Intriguingly, CUR has also been demonstrated to possess inhibitory effects on apoptosis in non-cancerous diseases, expanding its potential therapeutic applications beyond cancer treatment. In diabetic cardiomyopathy, CUR inhibits apoptosis and alleviates oxidative stress by eliminating ROS levels and activating PI3K-AKT signaling pathways, resulting in the downregulation of caspase-3 and Bax protein expression (81). Moreover, CUR treatment was shown to attenuate apoptosis and inflammation by inhibiting JAK2/STAT3 and NF-κB signaling pathways, which results in the upregulation of Bcl-2, and the downregulation of Bax and caspase-3 in an acute kidney injury model (82). In addition, the treatment of CUR enhances the viability of Saos-2 cells, mitigates apoptosis, improves mitochondrial membrane function and potential, and upregulates the phosphorylation of GSK3b and protein kinase B (AKT) (83). Furthermore, in the gentamicin-induced nephrotoxicity model, CUR reverses the expression levels of ER stress markers (CHOP, calpain-2, caspase-12, and cleaved caspase-7) and decreased apoptotic protein biomarkers expression (cleaved caspase-3 and Bax) (84). Therefore, besides its anticancer effects through promoting apoptosis in cancer cells, CUR has also demonstrated the ability to inhibit apoptosis in non-cancerous diseases, such as diabetic cardiomyopathy and acute kidney injury. These significant findings underscore the multifaceted role of CUR in modulating apoptosis and establish a foundation for its therapeutic applications in diverse disease contexts.

Curcumin, a bioactive compound present in turmeric, has emerged as a potential health-promoting agent in the regulation of various diseases. This mini-review offers a comprehensive summary of recent advances in elucidating the preventive and curative effects of CUR on oxidative stress, inflammation, and apoptosis in non-cancerous diseases and cancers.
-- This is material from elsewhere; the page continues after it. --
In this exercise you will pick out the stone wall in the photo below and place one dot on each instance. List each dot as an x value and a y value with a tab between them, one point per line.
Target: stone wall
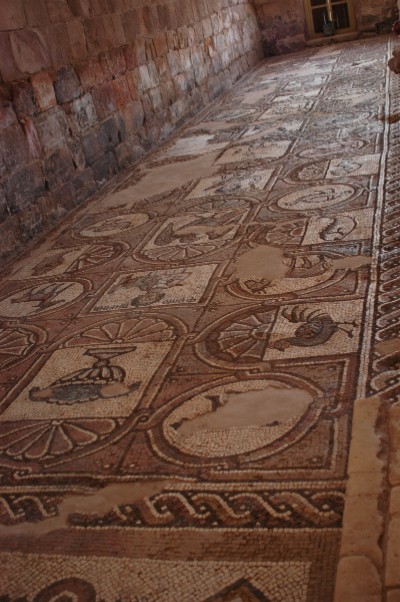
88	86
283	23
Generally, CUR exhibits its antioxidant property through AMPK/Nrf2/ARE/Keap1 pathway activation, its anti-inflammatory property via NF-κB/AP-1/MAPK pathways inhibition, and its anti-apoptosis property by blocking JAK/STAT and ER stress-induced pathways while activating PI3K/AKT/mTOR pathways in non-cancerous diseases ( Figure 1 ). Conversely, CUR demonstrates pro-oxidant, anti-inflammatory, and pro-apoptosis properties in cancers ( Figure 1 ). Therefore, the future perspectives of CUR’s application encompass exploring novel drug formulations, investigating combination therapy approaches, conducting disease-specific clinical trials, developing targeted therapies, and integrating them with lifestyle interventions to optimize its therapeutic potential in both non-cancerous diseases and cancers. However, further research is necessary to comprehensively elucidate the underlying mechanisms of CUR in alleviating host diseases and to devise more effective clinical strategies.